What you really want people to learn is the association between the icon and its semantics. That is, create associations from a pictorial representation to some desired function.
The problem with icons
As others have mentioned, icons are ambiguous at best, or plain cryptic. To give an example, a spanner icon could mean:
So inferring the semantic of an icon is often not easy, sometimes impossible.
The problem with more
As with many aspects of life - more is less.
If an interface has only one icon, and the icon is key for (frequent) task completion, nearly anything goes. Think of the hamburger icon, that now seems so bluntly clear - there is little in the icon (when you see it for the first time) to suggest its function.
But when there are many icons, the recall ability decreases, and not in a linear way.
Putting text next to an icon seems reasonable - after all, the text clarifies the meaning of the icon.
There is a hidden assumption in the pro tip you've shared that this will suffice.

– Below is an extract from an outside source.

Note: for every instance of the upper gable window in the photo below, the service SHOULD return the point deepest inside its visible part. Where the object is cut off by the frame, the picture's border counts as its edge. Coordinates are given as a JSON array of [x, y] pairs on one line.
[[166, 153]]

But this can have an opposite effect.
Consider students who are allowed a formula sheet whilst taking an exam. Such group is far less likely to remember the formulas compared to a group that is not allowed such sheet (at least in the short term).
The brain is lazy, thus powerful
When processing information, our brain makes gross generalisations and pretty much takes any possible shortcut - doing as little as possible to get the task done.
For example, when reading, we do not read each word in its whole - we glance at the start (and end), and even this is done within a confirmatory process rather inference from scratch (see predictive brain).
This is all part of cognitive economy - within a time frame, the less needs to be done, the more can be done.
Task based behaviour
Within task based behaviour - when the user is trying to complete a task - she will normally adhere to the principle above; namely, do as little as possible.
Users don't use systems not because they want to learn them, but because they have a goal - a desired state.
So by providing a text next to an icon, the semantic becomes immediately clear and there will be little incentive to create any association at all!
The power of success
Considering a fundamental (albeit crude) cognitive modal - the TOTE model - we know that accomplishing a goal makes us feel good. Sometimes it's the release of dopamine, sometimes its the sheer reduction in cognitive load.
This is a fundamental reward mechanism.
So as counterintuitive as it may sound, letting users to struggle a bit can yield better learning and retention.
This concept is well proven within the education field: spoon-feed your students with answers and they'll learn little (à la behaviourist theories); challenge them, specifically when self-exploring, and they learn much more (à la cognitive theories).
The flow theory suggests the optimal tuning of such paradigm.
As I've argued, there is a (good) chance that if you put this pro tip to test you'll find it won't work but rather have the opposite effect. Of course, there are many variables involved so in some situations it may well work.
But more than all, I hope that the information would be transferable to other scenarios.